Its a home server. HOME SERVER. It's about 1000x bux less than all these insane zfs builds. Who has the money for that shit?!
And if you have a spare system with Windows 8+ on it, you already have Storage Spaces which is at least as good as Stablebit (which seems good for what you're using for, don't get me wrong), won't even cost you any additional money, and is arguably easier to set up and forget about.
I'm not arguing that you can't re-purpose old hardware, but for a home lab, ZFS has some features that I just can't imagine living without now that I've gotten used to them.

ZFS can be done with re-purposed hardware all the way down to an old i3 or you can grab a cheap low-end Ryzen CPU with a motherboard that supports ECC, or you can use ZFS without ECC, if you're confident in your backup strategy, and want to save the ~50 bux that ECC costs nowadays.

DrDork posted:

There's been plenty of suggestions for people who want/need much more pedestrian storage solutions that don't involve VMs, iSCSI targets, fiber channels, 10GbE, 60TB pools, etc.
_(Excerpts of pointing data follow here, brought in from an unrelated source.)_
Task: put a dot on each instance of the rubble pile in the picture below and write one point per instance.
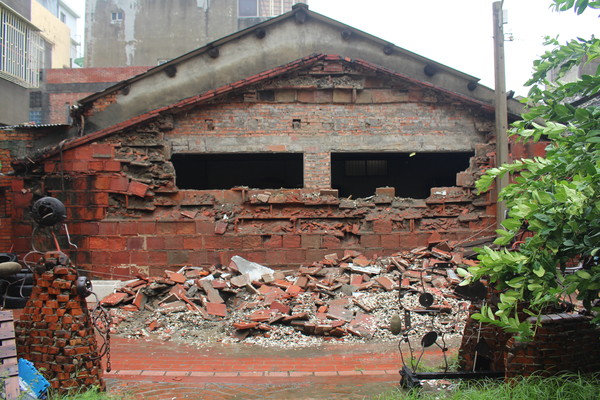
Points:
(343, 297)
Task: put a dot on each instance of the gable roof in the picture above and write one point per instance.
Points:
(278, 41)
(211, 95)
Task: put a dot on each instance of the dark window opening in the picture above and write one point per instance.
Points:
(224, 171)
(35, 99)
(359, 174)
(248, 8)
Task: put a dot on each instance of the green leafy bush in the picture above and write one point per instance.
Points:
(555, 199)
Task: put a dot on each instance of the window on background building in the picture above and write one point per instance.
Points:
(224, 171)
(35, 99)
(116, 16)
(35, 116)
(248, 8)
(21, 49)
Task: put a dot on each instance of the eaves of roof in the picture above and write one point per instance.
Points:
(297, 9)
(212, 94)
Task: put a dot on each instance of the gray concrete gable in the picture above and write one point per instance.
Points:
(265, 46)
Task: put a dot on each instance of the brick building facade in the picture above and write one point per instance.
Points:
(292, 154)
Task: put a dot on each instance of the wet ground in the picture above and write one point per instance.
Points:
(167, 370)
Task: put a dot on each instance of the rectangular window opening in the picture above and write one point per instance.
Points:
(224, 171)
(248, 8)
(359, 174)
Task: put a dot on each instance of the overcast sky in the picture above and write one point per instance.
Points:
(457, 33)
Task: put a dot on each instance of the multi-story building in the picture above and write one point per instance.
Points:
(65, 18)
(22, 56)
(150, 32)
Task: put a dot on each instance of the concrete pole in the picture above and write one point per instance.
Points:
(500, 105)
They're just...pedestrian storage solutions, frankly, and thus don't generate pages of posts because they're not particularly new or interesting.
Digital packratting lends itself to a certain mindset in which a Venn-diagram charting the overlap, between the people interested in that and also wanting to build a home lab to mess around with, is quite big.

DrDork
Dec 29, 2003
commanding officer of the Army of Dorkness

D. Ebdrup posted:

Digital packratting lends itself to a certain mindset in which a Venn-diagram charting the overlap, between the people interested in that and also wanting to build a home lab to mess around with, is quite big.

Yeah, absolutely. I'm just saying it's like wandering into a car thread and being grumpy that there isn't much talk about Civics--a perfectly suitable and recommended sane choice for most people--but instead are seeing people going on about 600shp gigglemobiles and their E46 that needs a new gizmo.